Von Detlef Volk
STROMKABEL ÜWG ersetzt alte Nakley-Leitungen in Astheim
Wie eine große schwarze Schlange bewegt sich das neue Stromkabel durch den ausgehobenen Graben. In Astheim haben vor einigen Tagen die Arbeiten zur teilweisen Erneuerung des Stromnetzes begonnen. Das vorhandene „Nakley-Kabel“ im Niederspannungsnetz wird vom Netzbetreiber Überlandwerk Groß-Gerau (ÜWG) ersetzt.
Das Nakley-Kabel in Astheim wurde 1967 verlegt und sei etwas störanfällig, wie ÜWG-Pressesprecher Marc André Glöckner erklärt. Dieser Kabeltyp wurde bis Ende der 1960er Jahre verlegt. Bereits durch leichte Druckstellen am Kabel könne Feuchtigkeit eindringen, was dann zu einem Kurzschluss führen könne, ergänzt Projektleiter Jan Schulze. Als „Verteilernetzbetreiber“ für Trebur sei das ÜWG für den reibungslosen Betrieb und die Sicherheit verantwortlich. Deshalb würden, immer in Absprache mit der Kommune, nach und nach die alten Kabel erneuert. Manchmal könne sich dabei anderen Bauarbeiten angeschlossen werden, sagt Glöckner.
Zusammen mit dem Austausch des 400 Volt Niederspannungskabels werden auch neue Kabelverteilerschränke aufgestellt und 18 Hausanschlüsse ausgetauscht. Weil das vorhandene Gehwegpflaster nicht mehr verwendet werden kann, wird es ebenfalls durchs ÜWG ersetzt.

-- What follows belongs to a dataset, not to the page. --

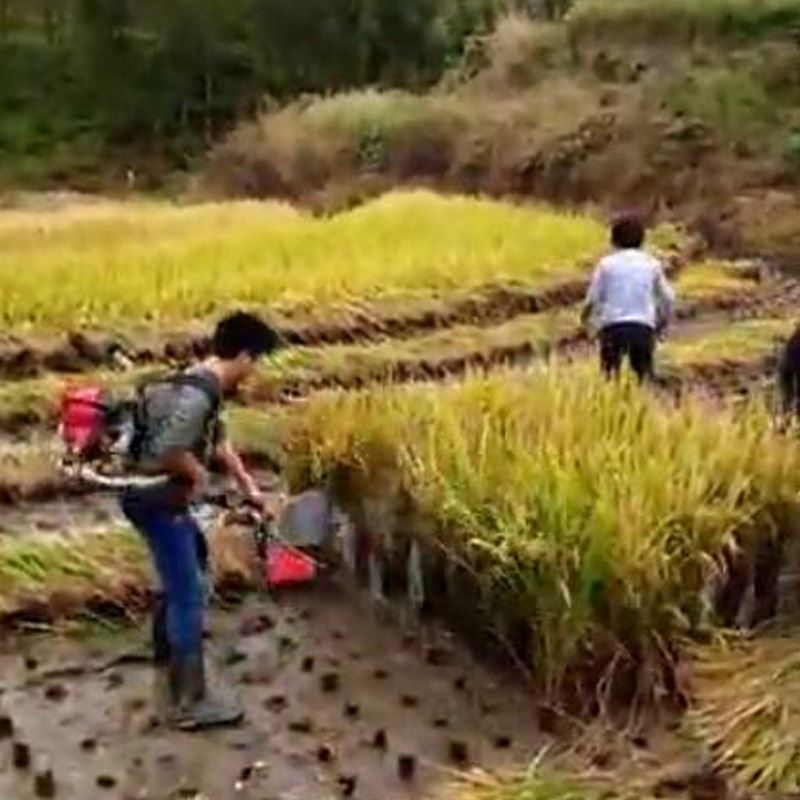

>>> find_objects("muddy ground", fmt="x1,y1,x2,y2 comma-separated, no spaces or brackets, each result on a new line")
0,584,546,800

Bei den Arbeiten wird immer eine Straßenseite abgearbeitet. Die Anwohner wurden allgemein über eine Pressemitteilung und persönlich per Brief über die Arbeiten informiert. Die Zugänge und die Zufahrten können dabei weiter benutzt werden. Im ausgehobenen Graben wird erst ein Stahlseil verlegt. Daran wird dann das dicke, vieradrige neue Kabel befestigt und durch die Straße gezogen.
Ist das Kabel verlegt, wird es angeschlossen und überprüft. Erst danach wird das alte Kabel abgetrennt, herausgenommen und entsorgt. In Astheim werden bis Ende des Jahres die Kabel in den Straßen Im Hollerbusch, Schweriner Straße, Stettiner Straße, Königsberger Straße, Kettelerstraße, Lessingstraße, Goethestraße, Karlsbader Straße, Brückenweg und Berliner Straße ausgetauscht. Es werden etwa 2 200 Meter Kabel verlegt.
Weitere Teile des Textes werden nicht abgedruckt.